Dans leur remarquable ouvrage, Anne Gonon et Christian Galan dressent un portrait saisissant des jeunes Japonais.
A peine était-il désigné Premier ministre que Kishida Fumio, après sa victoire dans l’élection interne au Parti libéral-démocrate (PLD), a décidé de dissoudre la Diète et de convoquer les Japonais devant les urnes. En faisant ce choix, il savait que le PLD avait très peu de chances de perdre la majorité à la Chambre basse dans un contexte de morosité politique comme on en a rarement vécu dans le pays depuis la Seconde Guerre mondiale. Globalement, les Japonais sont peu mobilisés par une classe politique qu’ils jugent ennuyeuse. D’ailleurs, les différents sondages sur les intentions de vote montrent que leur participation restera faible, en particulier chez les plus jeunes. Or s’il est une classe d’âge qui pourrait faire basculer la majorité, c’est bien celle des 18-25 ans. Or c’est celle qui est la moins politisée et celle qui se déplace le moins dans les bureaux de vote. Le taux de participation aux dernières élections à la Chambre basse, tous groupes d’âge confondus, a été de 53,68 %. Un chiffre qui descendait à 40,49 % chez 18-19 ans et à 33,85 % chez les jeunes de 20 ans.

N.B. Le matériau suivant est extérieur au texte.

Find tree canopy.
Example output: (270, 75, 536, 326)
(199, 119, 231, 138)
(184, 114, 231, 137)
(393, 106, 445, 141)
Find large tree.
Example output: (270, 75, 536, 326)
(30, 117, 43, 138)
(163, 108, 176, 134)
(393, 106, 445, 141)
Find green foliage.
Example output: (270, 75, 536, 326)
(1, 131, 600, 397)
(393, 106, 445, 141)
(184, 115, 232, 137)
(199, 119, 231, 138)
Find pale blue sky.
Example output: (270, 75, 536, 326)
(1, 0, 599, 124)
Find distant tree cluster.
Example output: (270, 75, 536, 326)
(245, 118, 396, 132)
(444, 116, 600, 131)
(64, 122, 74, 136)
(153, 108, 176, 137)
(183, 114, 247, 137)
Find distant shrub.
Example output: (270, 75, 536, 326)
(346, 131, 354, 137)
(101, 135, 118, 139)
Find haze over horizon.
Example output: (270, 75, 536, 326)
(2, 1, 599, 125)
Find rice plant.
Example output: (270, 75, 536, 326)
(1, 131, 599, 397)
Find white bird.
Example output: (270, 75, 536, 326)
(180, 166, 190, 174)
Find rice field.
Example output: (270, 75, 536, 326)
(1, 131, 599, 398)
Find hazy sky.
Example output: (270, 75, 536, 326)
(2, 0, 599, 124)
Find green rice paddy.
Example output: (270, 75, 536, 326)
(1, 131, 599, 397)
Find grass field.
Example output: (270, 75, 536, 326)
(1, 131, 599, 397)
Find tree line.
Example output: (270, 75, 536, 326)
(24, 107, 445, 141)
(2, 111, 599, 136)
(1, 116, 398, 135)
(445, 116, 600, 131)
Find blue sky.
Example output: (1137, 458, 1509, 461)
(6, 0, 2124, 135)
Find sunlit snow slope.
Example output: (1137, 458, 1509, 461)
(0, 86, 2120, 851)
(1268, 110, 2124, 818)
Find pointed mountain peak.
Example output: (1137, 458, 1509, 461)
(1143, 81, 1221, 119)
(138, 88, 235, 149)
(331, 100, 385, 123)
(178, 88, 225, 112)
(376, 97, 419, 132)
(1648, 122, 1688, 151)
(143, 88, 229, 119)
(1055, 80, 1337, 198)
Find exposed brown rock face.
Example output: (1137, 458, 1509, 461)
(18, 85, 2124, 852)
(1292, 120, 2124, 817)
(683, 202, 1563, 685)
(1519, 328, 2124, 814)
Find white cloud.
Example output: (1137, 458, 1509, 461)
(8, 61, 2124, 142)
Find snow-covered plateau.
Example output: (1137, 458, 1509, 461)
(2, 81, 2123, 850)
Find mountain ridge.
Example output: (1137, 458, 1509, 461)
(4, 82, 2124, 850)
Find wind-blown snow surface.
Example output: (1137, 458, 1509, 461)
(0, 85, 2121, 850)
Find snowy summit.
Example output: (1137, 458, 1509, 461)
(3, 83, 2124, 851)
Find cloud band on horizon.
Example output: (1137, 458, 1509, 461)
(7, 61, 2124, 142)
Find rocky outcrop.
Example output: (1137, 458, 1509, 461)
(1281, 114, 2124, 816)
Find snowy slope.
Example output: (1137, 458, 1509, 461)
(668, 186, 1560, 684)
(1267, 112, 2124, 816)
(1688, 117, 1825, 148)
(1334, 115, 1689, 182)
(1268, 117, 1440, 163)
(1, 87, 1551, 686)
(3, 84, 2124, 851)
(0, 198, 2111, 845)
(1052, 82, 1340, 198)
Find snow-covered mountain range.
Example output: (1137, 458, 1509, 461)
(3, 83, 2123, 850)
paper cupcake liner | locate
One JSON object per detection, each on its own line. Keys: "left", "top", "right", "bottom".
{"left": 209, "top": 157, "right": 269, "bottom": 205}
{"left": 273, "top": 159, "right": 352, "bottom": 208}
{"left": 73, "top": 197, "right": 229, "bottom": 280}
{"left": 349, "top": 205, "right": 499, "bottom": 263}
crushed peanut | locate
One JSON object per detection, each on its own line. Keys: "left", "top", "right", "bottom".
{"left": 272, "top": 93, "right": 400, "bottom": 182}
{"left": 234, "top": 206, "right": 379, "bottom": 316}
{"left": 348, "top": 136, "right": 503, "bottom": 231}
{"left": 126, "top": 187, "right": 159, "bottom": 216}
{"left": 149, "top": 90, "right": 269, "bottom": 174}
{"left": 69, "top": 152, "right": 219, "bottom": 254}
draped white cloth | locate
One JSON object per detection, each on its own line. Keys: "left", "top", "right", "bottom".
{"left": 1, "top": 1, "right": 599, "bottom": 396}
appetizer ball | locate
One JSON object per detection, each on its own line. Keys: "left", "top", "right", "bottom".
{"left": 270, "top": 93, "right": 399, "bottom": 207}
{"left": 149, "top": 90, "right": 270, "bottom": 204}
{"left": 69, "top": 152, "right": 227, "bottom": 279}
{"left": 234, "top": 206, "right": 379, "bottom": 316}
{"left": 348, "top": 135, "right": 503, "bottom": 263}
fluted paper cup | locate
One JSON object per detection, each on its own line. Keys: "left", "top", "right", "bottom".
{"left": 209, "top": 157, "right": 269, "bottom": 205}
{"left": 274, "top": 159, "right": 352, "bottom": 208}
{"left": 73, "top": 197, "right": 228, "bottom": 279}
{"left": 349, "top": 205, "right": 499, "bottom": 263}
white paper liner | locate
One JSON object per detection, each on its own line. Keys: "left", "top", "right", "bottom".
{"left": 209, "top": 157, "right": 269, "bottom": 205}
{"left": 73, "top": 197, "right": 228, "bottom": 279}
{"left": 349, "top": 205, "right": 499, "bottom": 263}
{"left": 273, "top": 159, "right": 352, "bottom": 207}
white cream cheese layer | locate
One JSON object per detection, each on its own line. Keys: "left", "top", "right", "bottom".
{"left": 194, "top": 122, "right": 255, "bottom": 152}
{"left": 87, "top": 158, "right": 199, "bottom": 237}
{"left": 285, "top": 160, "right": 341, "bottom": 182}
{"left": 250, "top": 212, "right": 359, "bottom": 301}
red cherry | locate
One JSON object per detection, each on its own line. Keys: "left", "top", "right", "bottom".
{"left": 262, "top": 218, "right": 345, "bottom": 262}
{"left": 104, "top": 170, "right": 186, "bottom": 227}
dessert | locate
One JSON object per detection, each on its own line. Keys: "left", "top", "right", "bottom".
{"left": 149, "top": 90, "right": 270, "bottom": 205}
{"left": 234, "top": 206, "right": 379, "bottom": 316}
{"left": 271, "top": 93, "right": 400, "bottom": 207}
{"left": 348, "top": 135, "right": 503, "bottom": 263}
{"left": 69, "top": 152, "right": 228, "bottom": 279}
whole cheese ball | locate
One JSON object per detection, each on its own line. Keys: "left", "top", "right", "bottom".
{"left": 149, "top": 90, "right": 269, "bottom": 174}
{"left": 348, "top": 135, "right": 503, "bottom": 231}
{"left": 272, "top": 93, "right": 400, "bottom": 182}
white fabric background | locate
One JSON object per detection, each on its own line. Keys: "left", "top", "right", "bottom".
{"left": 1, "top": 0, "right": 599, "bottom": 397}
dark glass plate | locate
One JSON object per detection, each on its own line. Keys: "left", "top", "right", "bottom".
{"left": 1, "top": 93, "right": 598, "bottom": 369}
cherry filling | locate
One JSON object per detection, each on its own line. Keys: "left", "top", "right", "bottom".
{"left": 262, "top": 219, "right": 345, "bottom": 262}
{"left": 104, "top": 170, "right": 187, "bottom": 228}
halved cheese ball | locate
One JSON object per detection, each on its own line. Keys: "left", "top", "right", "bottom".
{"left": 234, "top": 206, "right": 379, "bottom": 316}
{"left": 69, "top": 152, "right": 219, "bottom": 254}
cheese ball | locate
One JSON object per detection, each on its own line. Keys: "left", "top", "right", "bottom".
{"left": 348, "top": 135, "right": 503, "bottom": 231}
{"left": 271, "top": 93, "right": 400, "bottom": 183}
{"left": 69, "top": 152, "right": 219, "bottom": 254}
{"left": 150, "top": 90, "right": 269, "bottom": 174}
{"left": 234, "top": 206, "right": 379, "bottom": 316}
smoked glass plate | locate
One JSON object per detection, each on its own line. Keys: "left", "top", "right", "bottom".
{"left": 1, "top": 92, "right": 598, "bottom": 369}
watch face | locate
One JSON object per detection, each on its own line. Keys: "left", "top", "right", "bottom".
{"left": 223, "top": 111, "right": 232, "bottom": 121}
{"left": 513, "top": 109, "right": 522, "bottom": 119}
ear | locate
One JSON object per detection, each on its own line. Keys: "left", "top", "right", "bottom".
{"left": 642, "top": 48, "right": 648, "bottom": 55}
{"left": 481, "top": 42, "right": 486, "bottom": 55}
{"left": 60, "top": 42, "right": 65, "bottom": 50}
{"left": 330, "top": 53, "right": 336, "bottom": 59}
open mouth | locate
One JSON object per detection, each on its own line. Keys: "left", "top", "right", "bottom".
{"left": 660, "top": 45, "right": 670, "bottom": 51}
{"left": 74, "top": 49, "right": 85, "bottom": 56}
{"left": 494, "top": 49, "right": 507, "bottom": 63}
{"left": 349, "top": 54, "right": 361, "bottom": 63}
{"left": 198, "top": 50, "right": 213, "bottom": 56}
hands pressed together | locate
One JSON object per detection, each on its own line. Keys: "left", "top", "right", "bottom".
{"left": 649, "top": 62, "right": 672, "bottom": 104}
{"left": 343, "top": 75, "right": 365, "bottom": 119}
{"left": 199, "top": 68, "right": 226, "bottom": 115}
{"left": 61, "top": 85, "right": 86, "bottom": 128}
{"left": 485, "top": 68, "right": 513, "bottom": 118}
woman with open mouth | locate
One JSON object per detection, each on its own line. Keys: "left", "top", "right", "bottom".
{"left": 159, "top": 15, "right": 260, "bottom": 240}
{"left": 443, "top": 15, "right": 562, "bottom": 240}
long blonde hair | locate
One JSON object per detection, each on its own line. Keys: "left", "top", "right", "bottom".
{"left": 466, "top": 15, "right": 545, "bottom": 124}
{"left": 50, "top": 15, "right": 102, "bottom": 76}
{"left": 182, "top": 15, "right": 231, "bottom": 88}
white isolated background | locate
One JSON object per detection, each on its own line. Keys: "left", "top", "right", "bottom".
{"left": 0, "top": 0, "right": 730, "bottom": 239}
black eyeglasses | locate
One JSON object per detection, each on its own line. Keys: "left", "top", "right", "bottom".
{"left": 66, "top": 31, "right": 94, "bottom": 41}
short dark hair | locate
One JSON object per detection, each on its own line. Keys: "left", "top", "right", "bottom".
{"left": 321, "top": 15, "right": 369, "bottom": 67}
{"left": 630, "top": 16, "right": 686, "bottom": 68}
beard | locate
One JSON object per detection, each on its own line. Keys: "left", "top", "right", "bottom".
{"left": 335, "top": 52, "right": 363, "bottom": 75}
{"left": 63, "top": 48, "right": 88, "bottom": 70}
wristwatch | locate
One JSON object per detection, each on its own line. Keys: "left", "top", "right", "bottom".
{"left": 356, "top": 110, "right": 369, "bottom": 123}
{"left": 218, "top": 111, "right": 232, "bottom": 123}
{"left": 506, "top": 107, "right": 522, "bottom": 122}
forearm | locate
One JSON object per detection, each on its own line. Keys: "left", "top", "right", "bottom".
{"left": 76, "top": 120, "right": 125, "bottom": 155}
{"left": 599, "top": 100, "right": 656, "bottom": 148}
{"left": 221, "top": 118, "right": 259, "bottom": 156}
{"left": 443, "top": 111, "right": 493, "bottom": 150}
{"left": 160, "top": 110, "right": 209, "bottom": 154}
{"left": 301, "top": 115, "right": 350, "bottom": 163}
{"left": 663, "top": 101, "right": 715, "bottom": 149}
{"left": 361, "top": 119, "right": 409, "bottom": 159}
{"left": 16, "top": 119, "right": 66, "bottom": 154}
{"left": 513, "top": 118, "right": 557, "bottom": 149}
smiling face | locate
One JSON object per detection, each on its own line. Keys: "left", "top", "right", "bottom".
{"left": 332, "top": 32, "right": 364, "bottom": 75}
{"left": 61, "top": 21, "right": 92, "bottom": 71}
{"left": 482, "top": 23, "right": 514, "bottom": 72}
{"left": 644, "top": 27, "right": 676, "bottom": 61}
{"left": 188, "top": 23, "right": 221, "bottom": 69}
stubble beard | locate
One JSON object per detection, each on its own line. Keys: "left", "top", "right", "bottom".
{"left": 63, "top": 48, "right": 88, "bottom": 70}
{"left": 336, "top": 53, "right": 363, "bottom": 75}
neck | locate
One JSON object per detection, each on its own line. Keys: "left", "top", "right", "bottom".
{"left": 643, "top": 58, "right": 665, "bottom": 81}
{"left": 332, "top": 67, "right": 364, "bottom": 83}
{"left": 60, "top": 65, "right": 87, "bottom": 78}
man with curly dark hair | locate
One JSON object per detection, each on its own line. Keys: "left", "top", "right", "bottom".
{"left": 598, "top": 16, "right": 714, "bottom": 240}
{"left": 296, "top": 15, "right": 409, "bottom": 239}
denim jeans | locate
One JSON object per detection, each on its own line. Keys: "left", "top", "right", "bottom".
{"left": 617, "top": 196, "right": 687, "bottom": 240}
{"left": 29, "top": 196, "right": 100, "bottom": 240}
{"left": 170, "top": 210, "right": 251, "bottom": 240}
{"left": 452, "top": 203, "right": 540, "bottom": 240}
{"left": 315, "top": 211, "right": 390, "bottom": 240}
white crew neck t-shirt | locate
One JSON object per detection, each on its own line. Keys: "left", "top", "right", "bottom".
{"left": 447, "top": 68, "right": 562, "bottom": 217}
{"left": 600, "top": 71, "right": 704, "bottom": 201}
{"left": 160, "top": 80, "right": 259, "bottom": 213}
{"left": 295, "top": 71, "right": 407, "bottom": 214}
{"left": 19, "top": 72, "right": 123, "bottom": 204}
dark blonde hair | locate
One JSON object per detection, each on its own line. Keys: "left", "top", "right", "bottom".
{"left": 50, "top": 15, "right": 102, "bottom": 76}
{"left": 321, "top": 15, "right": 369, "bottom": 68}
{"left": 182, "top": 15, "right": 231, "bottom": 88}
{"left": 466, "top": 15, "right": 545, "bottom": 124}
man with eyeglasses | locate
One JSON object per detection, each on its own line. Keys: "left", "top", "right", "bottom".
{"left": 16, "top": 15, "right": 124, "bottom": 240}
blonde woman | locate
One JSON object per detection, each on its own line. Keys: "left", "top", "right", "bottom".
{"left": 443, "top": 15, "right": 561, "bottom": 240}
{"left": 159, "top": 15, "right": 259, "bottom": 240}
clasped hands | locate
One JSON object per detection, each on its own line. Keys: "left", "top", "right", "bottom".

Pour comprendre ce phénomène, il convient de lire le remarquable essai signé par Anne Gonon et Christian Galan (Editions Le Bord de l’eau, 20 €). Intitulé Occupy Tôkyô : SEALDs, le mouvement oublié, cet ouvrage revient sur une courte période, au milieu des années 2010, au cours de laquelle une partie de la jeunesse, essentiellement étudiante, a tenté de s’opposer à la politique menée par le PLD, en particulier dans le domaine militaire, comme ce fut le cas dans les années 1960. Pour beaucoup d’observateurs, l’émergence de ce mouvement après plusieurs décennies d’absence de mobilisation avait été accueillie avec soulagement même si certains l’avaient critiqué en le présentant comme “populiste” ou “élitiste” de manière à tenter de le disqualifier. Malheureusement, en dépit du soutien de quelques figures intellectuelles comme Takahashi Gen’ichirô (voir Zoom Japon n°83, septembre 2018), les SEALDs ne sont pas parvenus à imposer une nouvelle forme de vie. “Leur échec à redéfinir la culture politique autour de valeurs démocratiques que sont l’égalité et la participation a par ailleurs très concrètement montré les limites d’une démocratie en panne qui ne sait pas quoi faire des jeunes qui veulent prendre part à la vie publique”, soulignent très justement les deux universitaires français dans leur livre qui cerne très bien la problématique auquel le Japon est confronté.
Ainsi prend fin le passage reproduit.